Chocolate Chip Delight: Add ½ cup mini chocolate chips for a dessert-style twist that kids adore.
Citrus Sunrise: Replace vanilla with orange extract and add a tablespoon of orange zest for a bright, fresh flavor.
Savory Brunch Bake: Omit sugar and blueberries, and instead add cooked bacon, shredded cheddar, and a sprinkle of herbs for a savory version.
Final Thoughts
That Mother’s Day breakfast ended up being one of my favorites, not because it was fancy, but because it felt like us. The kids were sticky with syrup, my husband couldn’t stop stealing “just one more bite,” and for once, I wasn’t rushing. Since then, this bake has made appearances on Christmas morning, lazy summer weekends, and even one snowy afternoon when we were all homebound.

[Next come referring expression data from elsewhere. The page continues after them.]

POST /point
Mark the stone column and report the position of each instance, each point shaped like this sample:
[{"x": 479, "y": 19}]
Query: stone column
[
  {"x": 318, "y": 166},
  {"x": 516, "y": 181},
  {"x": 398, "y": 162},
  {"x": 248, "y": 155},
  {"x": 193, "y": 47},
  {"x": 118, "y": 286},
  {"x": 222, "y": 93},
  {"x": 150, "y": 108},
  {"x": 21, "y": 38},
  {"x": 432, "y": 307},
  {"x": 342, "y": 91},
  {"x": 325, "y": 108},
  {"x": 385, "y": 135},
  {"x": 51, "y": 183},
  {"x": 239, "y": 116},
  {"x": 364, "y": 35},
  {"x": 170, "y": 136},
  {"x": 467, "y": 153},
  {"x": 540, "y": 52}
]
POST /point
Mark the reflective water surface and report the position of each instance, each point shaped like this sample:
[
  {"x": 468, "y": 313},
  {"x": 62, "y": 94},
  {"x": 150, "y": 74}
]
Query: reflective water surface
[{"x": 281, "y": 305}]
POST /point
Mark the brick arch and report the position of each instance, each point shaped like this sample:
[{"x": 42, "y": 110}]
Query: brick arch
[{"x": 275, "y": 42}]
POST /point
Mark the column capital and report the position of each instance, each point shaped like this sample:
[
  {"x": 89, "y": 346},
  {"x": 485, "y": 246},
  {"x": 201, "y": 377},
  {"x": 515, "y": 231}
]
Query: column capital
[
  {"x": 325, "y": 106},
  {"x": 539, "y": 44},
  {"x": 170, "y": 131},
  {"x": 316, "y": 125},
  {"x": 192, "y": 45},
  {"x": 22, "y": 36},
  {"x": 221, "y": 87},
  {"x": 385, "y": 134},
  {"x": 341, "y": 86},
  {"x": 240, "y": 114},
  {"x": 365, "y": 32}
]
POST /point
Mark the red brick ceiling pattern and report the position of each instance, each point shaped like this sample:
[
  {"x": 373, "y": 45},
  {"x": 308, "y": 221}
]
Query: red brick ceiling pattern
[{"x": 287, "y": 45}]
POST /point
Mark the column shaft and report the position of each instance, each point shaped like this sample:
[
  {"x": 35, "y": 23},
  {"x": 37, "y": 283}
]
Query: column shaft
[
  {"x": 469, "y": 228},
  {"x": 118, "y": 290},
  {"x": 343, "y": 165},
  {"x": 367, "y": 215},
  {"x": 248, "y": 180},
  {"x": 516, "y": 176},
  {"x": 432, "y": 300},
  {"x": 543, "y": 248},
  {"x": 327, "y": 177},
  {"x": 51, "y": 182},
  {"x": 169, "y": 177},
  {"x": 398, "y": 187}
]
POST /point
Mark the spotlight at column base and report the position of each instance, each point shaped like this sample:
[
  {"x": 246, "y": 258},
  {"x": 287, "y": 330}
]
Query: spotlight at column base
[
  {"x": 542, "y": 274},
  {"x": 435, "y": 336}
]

What I love most is how forgiving it is—simple ingredients, easy steps, and always a delicious outcome. It reminds me that comfort doesn’t have to be complicated. Sometimes all you need is a handful of croissants, a few eggs, and a reason to sit down together.
Cozy Blueberry Croissant French Toast Bake
Ingredients
- 6 croissants preferably a day old
- 2 cups blueberries fresh or frozen
- 4 large eggs
- 2 cups milk
- ½ cup sugar
- 1 teaspoon vanilla extract
- 1 teaspoon cinnamon
- ¼ teaspoon salt
Instructions
- Preheat oven to 350°F (175°C) and lightly grease a 9x13-inch baking dish.
- In a large bowl, whisk eggs, milk, sugar, vanilla, cinnamon, and salt until smooth and creamy.
- Cut croissants into 2-inch pieces and arrange them in the dish. Scatter blueberries evenly over the top.
- Pour the custard over the croissants, pressing gently so every piece soaks up the mixture. Let it rest for about 5–10 minutes.
- Bake for 30–35 minutes until the top turns golden and the custard is set—crispy on the edges and soft in the center.
- Cool for a few minutes before serving. Dust with powdered sugar or drizzle with maple syrup for extra sweetness.